In other works, the monochrome forms are used entirely to their own effect. They recall the work of the great op-artist Bridget Riley because of the disorientating optical experience they offer, with the crucial difference that Paterson’s works, rather than swallowing the surface in continuous patterning, have a definite centre. At first glance they remind one of kaleidoscopes, but surprisingly, they are subtly asymmetrical, making this comparison questionable. The shapes, rather than folding out of each other, seem in tension.
The monochromatic forms are mesmerizing vortexes which drag the eye forcefully towards an indeterminate centre. They seem to present a uniquely psychological space; the dream sequence of Alfred Hitchcock’s classic Vertigo comes to mind, as do Don Quixote’s windmills. The opulence of the glitter adds playfulness to the works, but there is something about them which provokes anxiety.

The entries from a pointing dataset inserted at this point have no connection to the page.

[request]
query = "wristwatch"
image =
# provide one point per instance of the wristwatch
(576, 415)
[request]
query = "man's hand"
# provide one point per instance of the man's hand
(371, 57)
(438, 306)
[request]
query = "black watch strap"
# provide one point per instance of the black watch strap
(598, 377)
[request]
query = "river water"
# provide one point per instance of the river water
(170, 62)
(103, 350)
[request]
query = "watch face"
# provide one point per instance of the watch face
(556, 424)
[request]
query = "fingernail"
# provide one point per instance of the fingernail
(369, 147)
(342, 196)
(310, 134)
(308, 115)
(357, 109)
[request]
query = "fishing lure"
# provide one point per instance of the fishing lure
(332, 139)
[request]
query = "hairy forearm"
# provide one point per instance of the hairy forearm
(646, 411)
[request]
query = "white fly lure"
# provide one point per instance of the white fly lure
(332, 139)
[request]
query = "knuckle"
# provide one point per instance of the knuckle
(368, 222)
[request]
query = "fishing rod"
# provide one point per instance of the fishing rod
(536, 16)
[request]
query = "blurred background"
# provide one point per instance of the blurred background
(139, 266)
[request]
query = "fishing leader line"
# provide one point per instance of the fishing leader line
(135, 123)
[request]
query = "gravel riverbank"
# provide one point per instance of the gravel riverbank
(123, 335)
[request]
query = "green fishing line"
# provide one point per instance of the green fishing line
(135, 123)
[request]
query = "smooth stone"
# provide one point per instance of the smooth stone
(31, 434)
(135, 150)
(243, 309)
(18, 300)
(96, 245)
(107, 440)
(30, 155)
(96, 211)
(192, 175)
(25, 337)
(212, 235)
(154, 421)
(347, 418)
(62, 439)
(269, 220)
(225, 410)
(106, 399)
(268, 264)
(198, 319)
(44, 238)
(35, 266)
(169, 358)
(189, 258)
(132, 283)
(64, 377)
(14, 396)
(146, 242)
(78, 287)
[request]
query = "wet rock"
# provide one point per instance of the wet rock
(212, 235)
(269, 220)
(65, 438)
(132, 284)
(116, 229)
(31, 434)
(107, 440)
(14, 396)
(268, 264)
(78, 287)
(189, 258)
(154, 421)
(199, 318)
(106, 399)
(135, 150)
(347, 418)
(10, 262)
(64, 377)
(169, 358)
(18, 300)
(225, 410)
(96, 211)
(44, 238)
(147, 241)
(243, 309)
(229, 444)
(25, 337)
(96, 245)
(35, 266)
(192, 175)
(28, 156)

Laocoon, a series of three sculptures of snakes (displayed on mirrors, a technique which seems to have become popular in recent times) stands between these paintings. The use of glitter is enjoyably fitting, giving a vivid slipperiness to the snake’s skin. The title perhaps references that extremely famous sculpture, Laocoon and his Sons, in which the unfortunate subjects are crushed to death by sea-snakes, although the reasons for this are pretty mysterious. No sense of agony, or indeed any sensation at all, is created in the viewer by these sculptures. Maybe the title is supposed to be ironic. (Or does it reference the famous Clement Greenberg essay, in which he argued to the inevitable move of painting towards “pure” abstraction? Paterson’s paintings are definitely not pure).
Standing in the entrance-way of the exhibition, the viewer is curiously presented with the back-end of the sculpture David, a gorgeous, two meter tall bear (according to the Biblical story, David battled and killed a vicious bear, but this bear seems very friendly). The bear stands as if in contemplation in front of a painting, amazingly life-like, possessing an enchanting sense of animation in the slight contraposto of its body, and the awed, cross-eyed look on its face. The irreverence of the artwork (a bear couldn’t look at a picture) gives way to seriousness (why couldn’t it look at one?).
Animals are important to the collection in the way that they comment on the weirdness of the art experience. Prayer, a print of a Zebra, (the composition of which is unusually portrait-like) works with the monochromatic zigzag patterns featured in most of the works to show the patterns as abstracted from nature, yet somehow becoming completely unnatural. The titles of these works - as names of flowers, such as The Dandelion - are also telling. Does Paterson mean to suggest that the art experience, as entirely peculiar to humans, is a sign of our total divergence from nature? Or is it just an entertaining joke?
Also Paterson’s ongoing interest in the camp aesthetic is prevalent in these recent works through their stylization, theatricality and knowing artifice. Yet there is something considerably more challenging about these works. It is impossible to decide whether they are really detached and vacuous, celebratory of their audacious visual style and concerned with little else, or if they offer some sort of critical commentary on the state of art and taste. The subtle reference to art history in the titles of the sculptures seems to say that they do.
Paterson, after offering this cohesive, thought-provoking and just plain pleasurable Dunedin presentation, is about to complete a three month residency in South Korea. This follows stints in France, Rarotonga and New York over the past several years. I’m sure they’ll love him.